This is not the first trade restriction tied to the outbreak. Mexico had already suspended imports of US beef earlier in the crisis. The new USDA export ban is effectively a reciprocal measure, but with a broader scope that blocks US producers from sending live animals south while the parasite remains active in American territory. The result is a two-way freeze on livestock trade across the border.

For the beef sector, this means US ranchers cannot ship feeder cattle to Mexican feedlots for finishing, a common practice in the integrated North American livestock market. Mexican slaughtering plants that process US-origin cattle face raw material shortages. The Grupo de Consultores de Mercados Agrícolas (GCMA) warned that immobilization of border shipments threatens regular supply at Mexican slaughterhouses. The group flagged potential price distortions across the national livestock chain if the disruption extends.
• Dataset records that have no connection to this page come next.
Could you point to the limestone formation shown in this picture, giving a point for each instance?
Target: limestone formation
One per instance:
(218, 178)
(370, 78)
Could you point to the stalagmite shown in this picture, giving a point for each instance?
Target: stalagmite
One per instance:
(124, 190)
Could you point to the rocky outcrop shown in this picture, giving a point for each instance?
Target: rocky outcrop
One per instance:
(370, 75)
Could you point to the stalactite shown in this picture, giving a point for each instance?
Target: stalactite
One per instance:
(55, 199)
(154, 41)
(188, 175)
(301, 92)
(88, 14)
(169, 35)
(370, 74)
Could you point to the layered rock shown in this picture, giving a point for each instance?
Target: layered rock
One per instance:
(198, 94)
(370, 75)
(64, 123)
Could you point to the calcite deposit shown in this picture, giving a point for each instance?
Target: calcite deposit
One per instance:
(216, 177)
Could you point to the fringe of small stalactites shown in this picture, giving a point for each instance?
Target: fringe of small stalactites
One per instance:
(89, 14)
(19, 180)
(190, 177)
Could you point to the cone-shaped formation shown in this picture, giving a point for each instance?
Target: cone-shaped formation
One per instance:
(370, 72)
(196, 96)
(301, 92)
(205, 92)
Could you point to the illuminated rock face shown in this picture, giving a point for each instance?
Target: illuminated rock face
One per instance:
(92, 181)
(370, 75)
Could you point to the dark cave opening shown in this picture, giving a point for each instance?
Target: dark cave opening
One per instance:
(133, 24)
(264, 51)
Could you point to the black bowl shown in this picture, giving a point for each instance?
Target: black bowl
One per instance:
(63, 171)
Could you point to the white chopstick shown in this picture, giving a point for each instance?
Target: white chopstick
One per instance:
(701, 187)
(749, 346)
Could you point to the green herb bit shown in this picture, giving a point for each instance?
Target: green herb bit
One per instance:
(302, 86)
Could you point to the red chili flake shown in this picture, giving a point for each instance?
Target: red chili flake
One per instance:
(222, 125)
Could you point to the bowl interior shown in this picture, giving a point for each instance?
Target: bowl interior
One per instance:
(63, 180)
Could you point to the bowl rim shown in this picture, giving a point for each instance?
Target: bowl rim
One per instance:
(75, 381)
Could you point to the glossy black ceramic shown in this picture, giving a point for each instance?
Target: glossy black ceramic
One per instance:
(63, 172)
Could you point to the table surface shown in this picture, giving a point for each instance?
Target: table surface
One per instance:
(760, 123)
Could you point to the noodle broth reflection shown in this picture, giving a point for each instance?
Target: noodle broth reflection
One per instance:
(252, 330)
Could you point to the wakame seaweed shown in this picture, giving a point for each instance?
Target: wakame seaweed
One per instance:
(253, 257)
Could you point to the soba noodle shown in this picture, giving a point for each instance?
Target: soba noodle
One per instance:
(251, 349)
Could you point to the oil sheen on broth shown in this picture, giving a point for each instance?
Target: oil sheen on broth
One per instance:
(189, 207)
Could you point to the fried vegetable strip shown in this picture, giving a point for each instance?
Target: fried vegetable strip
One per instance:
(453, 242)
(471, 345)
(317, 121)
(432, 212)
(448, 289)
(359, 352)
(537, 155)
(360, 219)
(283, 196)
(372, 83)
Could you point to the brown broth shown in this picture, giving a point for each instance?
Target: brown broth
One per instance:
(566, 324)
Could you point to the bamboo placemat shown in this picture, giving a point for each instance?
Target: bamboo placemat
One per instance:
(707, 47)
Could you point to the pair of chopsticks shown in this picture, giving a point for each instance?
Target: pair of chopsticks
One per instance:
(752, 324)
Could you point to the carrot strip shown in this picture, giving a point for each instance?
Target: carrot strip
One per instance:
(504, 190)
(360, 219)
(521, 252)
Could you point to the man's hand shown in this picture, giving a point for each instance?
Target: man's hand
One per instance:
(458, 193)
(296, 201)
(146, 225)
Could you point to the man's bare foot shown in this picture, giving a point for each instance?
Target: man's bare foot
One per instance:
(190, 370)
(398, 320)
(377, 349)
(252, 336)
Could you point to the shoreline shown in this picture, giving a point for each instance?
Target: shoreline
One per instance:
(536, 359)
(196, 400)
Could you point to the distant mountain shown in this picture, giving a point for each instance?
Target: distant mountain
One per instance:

Mexican slaughterhouses depend on US feeder cattle to maintain processing volumes. A prolonged ban would force them to either reduce operations or find alternative supply sources, which is not straightforward in the short term given that US cattle have been a reliable input for decades.

Impact on US ranchers

Mexico is the top destination for US live cattle exports. Losing that market during a screwworm response period compounds stress on producers already facing tight margins and drought pressures across parts of Texas and the Southwest. The ban also disrupts seasonal movement patterns, where US cattle typically cross into Mexican feedlots for finishing before returning as boxed beef. That loop is now broken.

US cattle producers face a difficult choice: hold animals on feed longer than planned, incurring higher feed costs, or sell into a domestic market that may not have the same demand profile. Feeder cattle prices have already dipped in affected regions as the ban took effect, according to early market reports.

Trade resumption depends on risk assessments from the Mexican government and mutual control agreements between health agencies from both countries. Bilateral negotiations through diplomatic channels will define new cross-border exchange guidelines.

The USDA will need to demonstrate effective containment and eradication of the screwworm in the affected areas before Mexico lifts its import suspension. That means verifying that no new positive cases emerge after a defined surveillance period, and showing that control measures on affected premises are working. Mexico, in turn, will need to satisfy US animal health authorities that its border inspection protocols can detect and prevent re-entry of the parasite.

The sterile insect technique that eradicated screwworm from North America in the 20th century still exists. The US and Mexico jointly operate a production plant in Panama that produces sterilized flies for release. If the outbreak is contained quickly, that infrastructure could be reactivated. But if the parasite has established a foothold, the timeline stretches.

For now, both governments are in crisis response mode. The livestock industry on both sides is adjusting to a closed border with no clear reopening date. What started as a few positive lab samples has cascaded into a full shutdown of one of the most integrated agricultural supply chains in the hemisphere.